Ultralow Ru-doped NiFe catalyst on stainless-steel fibers for enhanced oxygen evolution reaction in anion-exchange membrane water electrolysis

Abstract

Designing high-performance, stable electrodes for the oxygen evolution reaction (OER) is essential for anion-exchange membrane water electrolysis (AEMWE) in industrial-scale hydrogen production. AEMWE has not yet been commercialized due to the high cost of precious metal catalysts and unsatisfactory performance of non-precious metal catalysts. Although various anodes are being developed to replace expensive Ir-based catalysts, low-cost catalysts that demonstrate a balance of performance and stability remain limited. In the present study, we fabricated a NiFe catalyst on a corrosion-resistant stainless-steel fiber paper substrate using a simple electrodeposition method and introduced small amounts of Ru via galvanic displacement.
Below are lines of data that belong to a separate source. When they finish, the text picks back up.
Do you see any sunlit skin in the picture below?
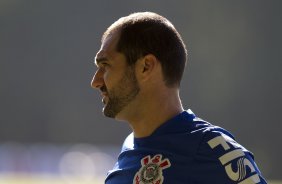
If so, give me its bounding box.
[91,31,183,137]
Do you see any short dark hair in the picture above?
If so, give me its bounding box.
[102,12,187,87]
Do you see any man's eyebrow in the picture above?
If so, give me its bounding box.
[94,57,109,65]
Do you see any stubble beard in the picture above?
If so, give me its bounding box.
[103,67,140,118]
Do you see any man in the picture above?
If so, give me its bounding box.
[91,12,266,184]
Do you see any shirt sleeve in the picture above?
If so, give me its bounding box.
[194,129,266,184]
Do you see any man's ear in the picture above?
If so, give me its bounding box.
[136,54,160,82]
[141,54,159,75]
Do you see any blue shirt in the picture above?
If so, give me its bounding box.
[105,110,266,184]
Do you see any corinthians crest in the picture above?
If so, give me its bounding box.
[133,154,171,184]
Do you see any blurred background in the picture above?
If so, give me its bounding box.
[0,0,282,183]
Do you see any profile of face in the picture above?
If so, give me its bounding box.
[91,34,140,118]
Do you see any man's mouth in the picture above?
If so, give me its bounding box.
[101,93,108,104]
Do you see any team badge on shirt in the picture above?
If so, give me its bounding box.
[133,154,171,184]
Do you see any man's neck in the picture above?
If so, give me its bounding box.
[125,89,183,138]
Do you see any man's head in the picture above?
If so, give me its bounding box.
[92,12,187,117]
[102,12,187,87]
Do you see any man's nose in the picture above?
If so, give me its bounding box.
[91,70,104,89]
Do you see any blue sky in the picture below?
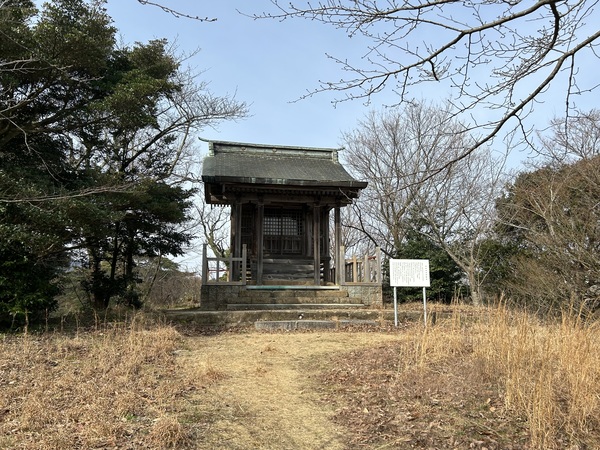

In half-cell tests, an enhanced overpotential of 229 mV was observed for the Ru-NiFe/SS anode at 10 mA/cm2. Using Ru-NiFe/SS as an anode for OER in AEMWE assembled with a commercial Pt/C cathode exhibited high performance with a current density of 8.73 A cm−2 (at 2.05 Vcell and 80℃). Long-term stability tests also showed that the Ru-NiFe/SS anode had higher stability than commercial IrO2 electrodes at 1 A cm−2 and 80℃ for 50 h. Therefore, Ru-NiFe/SS can be considered an alternative to conventional Ir-based electrodes to reduce hydrogen production costs.